The average game at Rare is in development for around 2 years, some quicker, some longer and some much longer. Throughout that time, the game, and the graphics will (hopefully) evolve from concept to beautifully-realised reality, although it is often not a ride without bumps.

The idea comes first. A rough concept is dreamed up by the designer, lead artist and lead programmer, usually drawing heavily on currently popular and core market ideas. This is then put through the mill of concept design, which hopefully produces suitably appealing characters and style premises for the entire product. There are many technical constraints throughout the development of any game, and it is here that some of the major ones are sifted out. A character has to be designed that will not only look good, but will work with the various design and gameplay elements planned at this stage.

Once some concept art is done, the entire art team can draw on this and begin work in their various, specialised fields, perhaps creating a couple of test characters or backgrounds. This can usually (if the software engineers have been working as hard as the artists) be slotted into a development kit or emulator that will show the team how the graphics will look on the target hardware. Assuming all interested parties see no major shortfalls in the concept, and the team are keen on the tests done so far, the game begins development proper.
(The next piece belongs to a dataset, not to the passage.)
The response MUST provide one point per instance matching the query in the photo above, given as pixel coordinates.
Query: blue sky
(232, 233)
The main characters will usually be modelled in full, high-resolution, high-end 3D form with the artist not being particularly concerned with relative expense of the model at this stage. This will be re-modelled later into a ‘cheaper’, workable game model. The environment artists simultaneously begin constructing the first levels for the game, and are usually constrained into a particular method of working by the technicalities of the game engine. All models, whether they be game characters, backgrounds or objects are created with polygonal surfaces – a method of construction that lends itself well to the hardware’s ability to display and manipulate them.

The raw, basically-coloured polygonal ‘meshes’ then undergo texturing. Both characters and environments are textured in roughly the same way, with the artist applying pre-rendered (to maintain a high level of detail) images to the flat, polygonal surfaces. The quality of the textures produced is fundamental to the overall look and attractiveness of the game. A well-textured model will give the player the illusion that they are looking at a much more detailed character (or background) than the underlying polygonal mesh actually contains.

Animators will thread a jointed skeleton through the polygonal characters, giving them the ability to freely manipulate the model, and breath a little life into an otherwise rigid form. The finished textured, jointed and animated character is then placed in the game world, with software written to allow the player to run, jump, punch, roll, drive, fly, shoot etc. around the (by now) fully textured polygonal environment.

And that is more or less it. A little tweaking, a little pixie dust and a lot of sweat later, the game becomes a series of linked environments, with fully playable characters being able to drive, collect, fight or shoot their way through hordes of aliens, dinosaurs, secret agents or would be monkey-‘harmers’ until they reach the goal and the ever-so-important game credits. All this, interspersed with cinematic cut-scenes, nestled on a foundation of top quality front-end control, and set on a bedrock of cohesive graphical style, makes a finished product.

The artist’s job is all but done. As the game begins to see the light at the end of the very dark and very long testing tunnel, there is usually time to create some high-resolution promotional images for use in magazines, as box artwork or as exhibition posters, until finally comes the calm. And then, we begin again.